Die Interreligiöse Konferenz in Japan wurde erfolgreich abgeschlossen. Die in Tokio abgehaltene interreligiöse Konferenz „Religions for Peace” (RfP) brachte Vertreter verschiedener Religionen im Streben um Verständnis und Versöhnung zusammen: Christen, Verantwortliche des Islams, des Buddhismus, Hinduismus, Judentums, Konfuzianismus, Shintoismus, Sikhismus, Taoismus und traditioneller Religionen. Besondere Aufmerksamkeit wurde der Situation in der Ukraine, dem Gazastreifen und in Myanmar gewidmet. Ein zentrales Anliegen bestand darin, einen interreligiösen Dialog zu fördern, der in den Grundwerten jeder Tradition verwurzelt ist. Schließlich sei nur auf dieser Basis eine fruchtbare Zusammenarbeit für Frieden und zur Bewältigung globaler Herausforderungen möglich. RfP wurde 1970 in Kyoto gegründet und engagiert sich in mehr als 90 Ländern für Konfliktlösung, humanitäre Hilfe und andere Aktivitäten zum Friedensaufbau durch Dialog und Zusammenarbeit zwischen den Religionen auf allen Kontinenten. (vn v. 4. 7.)

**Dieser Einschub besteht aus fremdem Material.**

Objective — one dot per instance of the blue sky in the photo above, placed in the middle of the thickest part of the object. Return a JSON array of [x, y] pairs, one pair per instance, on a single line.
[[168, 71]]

Die einzige Frau und einzige Christin in der syrischen Übergangsregierung sieht Vielfalt als Chance. Sie traue der von den Islamisten geführten Regierung zu, das Land nach dem Krieg in eine gute Zukunft zu führen, sagte Hind Kabawat dem Nachrichtenmagazin „Der Spiegel". Das Christentum habe ihr geholfen, andere Religionen zu verstehen und zu lieben. Das gelte auch für andere Religionen: „Ein echter Muslim muss andere lieben - denn so ist die Religion nun einmal. […] Wir haben eine gemeinsame Vision für eine bessere Zukunft, also lassen wir die Ideologie beiseite. Am Verhandlungstisch denken wir über die Vorteile unserer unterschiedlichen Überzeugungen nach und geben Syrien den Vorrang". Die Ministerin für Soziales und Arbeit in Syriens Übergangsregierung unter der Führung des Islamisten Ahmed al-Sharaa beschreibt Syrien als „Land wie ein Mosaik": „Wir haben eine rund 2.000-jährige Geschichte mit verschiedenen Religionen und ethnischen Gruppen im Land. Das müssen wir als Chance begreifen." Diese Vielfalt „ist etwas, auf das wir stolz sein können". In einem geeinten Syrien sollten diese Unterschiede zelebriert werden. Dafür sei Inklusion der Schlüssel. Jeder solle seine eigene Sprache sprechen. Die ehemalige Direktorin für Interreligiöse Friedenskonsolidierung an der George Mason University in Fairfax/USA war wenige Tage nach Assads Sturz aus dem Exil nach Syrien zurückgekehrt. Darüber, dass sie die einzige Frau in der Regierung ist, sei sie nicht glücklich. „Ich versuche, mehr Frauen an den Entscheidungsprozessen zu beteiligen." (kap u. kna u. vn v. 5. 7.)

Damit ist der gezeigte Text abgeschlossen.